EchoRL: Reinforcement Learning via Rollout Echoing¶

Conference: ICML 2026
arXiv: 2605.31228
Code: Mentioned in the paper but the repository link is not explicitly provided
Area: Reinforcement Learning / LLM Reasoning / RLVR / GRPO
Keywords: RLVR, Advantage Degeneration, EchoClip, Step-Level Entropy, GRPO

TL;DR¶

This paper identifies that in the late stages of RLVR training, GRPO-style methods suffer from "advantage degeneration"—where vanishing gradients occur because a group of rollouts all achieve success. The authors propose EchoRL: it identifies the "hardest yet successful" prefix, termed EchoClip, based on step-level entropy peaks from verified-success rollouts. This is added to the loss as an auxiliary SFT term, consistently delivering improvements of up to 5.6% ID and 5.0% OOD across 4 RLVR frameworks, 5 backbones, and 10 benchmarks.

Background & Motivation¶

Background: RLVR (Reinforcement Learning with Verifiable Rewards) has become the de facto standard for post-training LLM reasoning. GRPO is the most widely used framework—removing the critic and replacing the value function with group-relative advantage—forming the foundation for models like DeepSeek-R1 and Qwen-Math.

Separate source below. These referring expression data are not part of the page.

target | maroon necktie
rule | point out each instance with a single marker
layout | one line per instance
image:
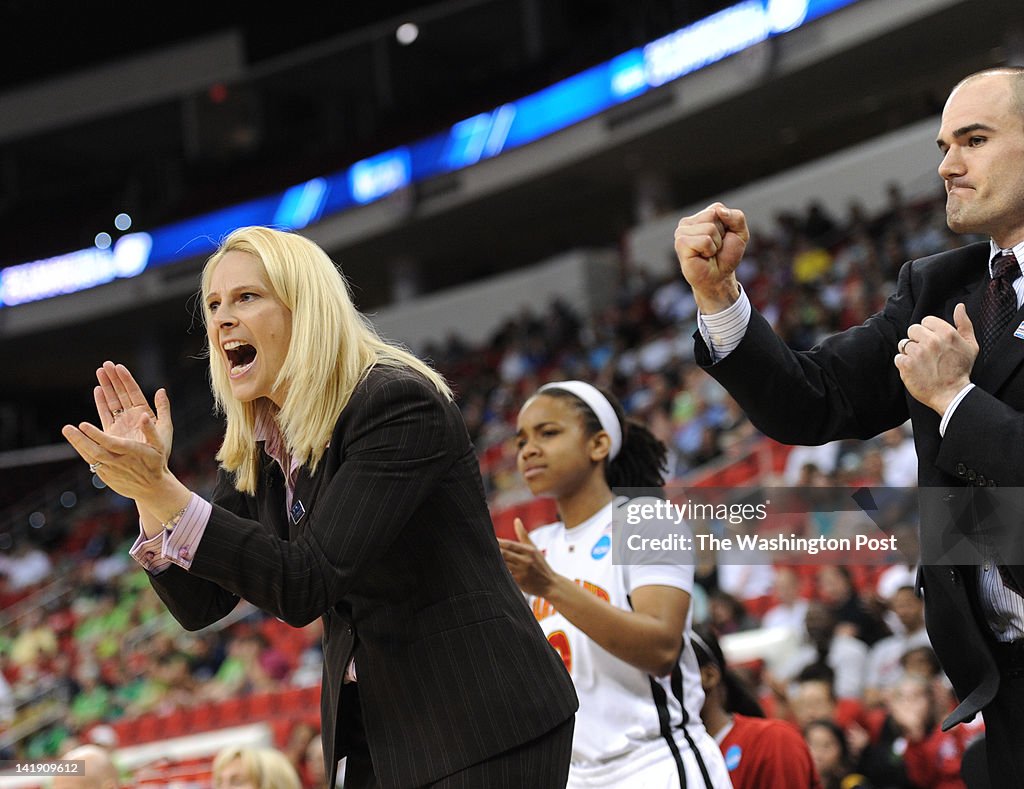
(999, 304)
(997, 309)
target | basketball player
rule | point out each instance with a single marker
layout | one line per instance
(623, 630)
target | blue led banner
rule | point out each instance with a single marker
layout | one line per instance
(474, 139)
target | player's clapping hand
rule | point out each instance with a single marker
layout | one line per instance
(526, 563)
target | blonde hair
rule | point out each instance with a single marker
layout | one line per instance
(250, 763)
(266, 768)
(326, 325)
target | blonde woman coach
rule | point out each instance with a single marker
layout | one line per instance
(348, 488)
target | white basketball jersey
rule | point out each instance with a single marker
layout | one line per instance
(623, 709)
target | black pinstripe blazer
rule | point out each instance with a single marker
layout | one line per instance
(396, 552)
(848, 387)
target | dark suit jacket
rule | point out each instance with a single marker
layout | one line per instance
(848, 387)
(396, 552)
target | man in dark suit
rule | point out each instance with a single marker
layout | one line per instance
(916, 359)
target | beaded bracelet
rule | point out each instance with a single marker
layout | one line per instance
(175, 519)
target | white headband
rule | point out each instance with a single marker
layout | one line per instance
(597, 403)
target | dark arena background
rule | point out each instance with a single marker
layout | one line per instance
(500, 181)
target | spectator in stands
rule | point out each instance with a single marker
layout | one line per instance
(911, 749)
(35, 642)
(622, 626)
(791, 607)
(884, 667)
(824, 644)
(98, 770)
(27, 566)
(347, 480)
(832, 756)
(239, 768)
(728, 614)
(853, 616)
(933, 355)
(760, 752)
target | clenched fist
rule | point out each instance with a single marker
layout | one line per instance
(710, 246)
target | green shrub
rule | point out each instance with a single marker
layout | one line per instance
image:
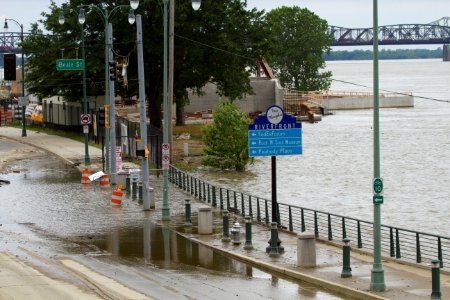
(226, 139)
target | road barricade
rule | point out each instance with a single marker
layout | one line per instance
(117, 196)
(104, 181)
(85, 176)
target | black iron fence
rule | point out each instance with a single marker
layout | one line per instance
(413, 246)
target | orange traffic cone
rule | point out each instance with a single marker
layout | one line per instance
(117, 196)
(85, 176)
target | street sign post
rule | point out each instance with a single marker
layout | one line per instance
(378, 199)
(272, 135)
(70, 65)
(378, 185)
(275, 134)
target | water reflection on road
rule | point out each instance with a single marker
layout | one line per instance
(46, 197)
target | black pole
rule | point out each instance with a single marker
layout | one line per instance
(274, 190)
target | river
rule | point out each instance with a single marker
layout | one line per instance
(335, 172)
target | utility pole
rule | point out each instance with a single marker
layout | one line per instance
(377, 273)
(143, 115)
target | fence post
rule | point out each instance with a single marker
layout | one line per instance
(344, 231)
(258, 210)
(316, 225)
(226, 233)
(214, 196)
(187, 212)
(346, 269)
(418, 253)
(204, 191)
(441, 262)
(242, 204)
(291, 227)
(391, 242)
(303, 220)
(209, 194)
(248, 233)
(330, 233)
(397, 244)
(435, 280)
(359, 235)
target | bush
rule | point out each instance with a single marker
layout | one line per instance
(226, 140)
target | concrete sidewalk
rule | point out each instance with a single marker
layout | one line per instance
(403, 281)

Limitations of Prior Work: As models improve, an increasing number of prompts result in all \(G\) rollouts being verified-success. In such cases, the rewards within the group are identical, leading to a standard deviation \(\sigma_r=0\). Consequently, the normalized advantage \(\hat{A}_i=(r_i-\mu_r)/\sigma_r=0\) holds for all \(i\). The GRPO policy gradient \(\nabla_\theta J \propto \mathbb{E}[\sum\nabla\log\pi_\theta\cdot w_{i,t}\cdot \hat{A}_i]\) is zeroed out, consuming significant compute without generating any learning signal. The authors label this phenomenon "advantage degeneration."

Key Challenge: Rewards only reflect the correctness of the final answer, remaining blind to "how the answer was reached." Within the same problem, a rollout using brute-force algebra and one using a clever "logarithmic differentiation trick" both receive a reward of 1. However, the latter contains a more valuable reasoning path, which current normalization methods discard as noise. Existing solutions either follow the "rejection sampling / dynamic budget" route (DAPO / Reinforce-Rej / Reinforce-Ada)—discarding degenerate groups at the cost of data efficiency—or the "external golden trajectory supervision" route (LUFFY / UFT / SRFT)—introducing dependence on expensive expert models.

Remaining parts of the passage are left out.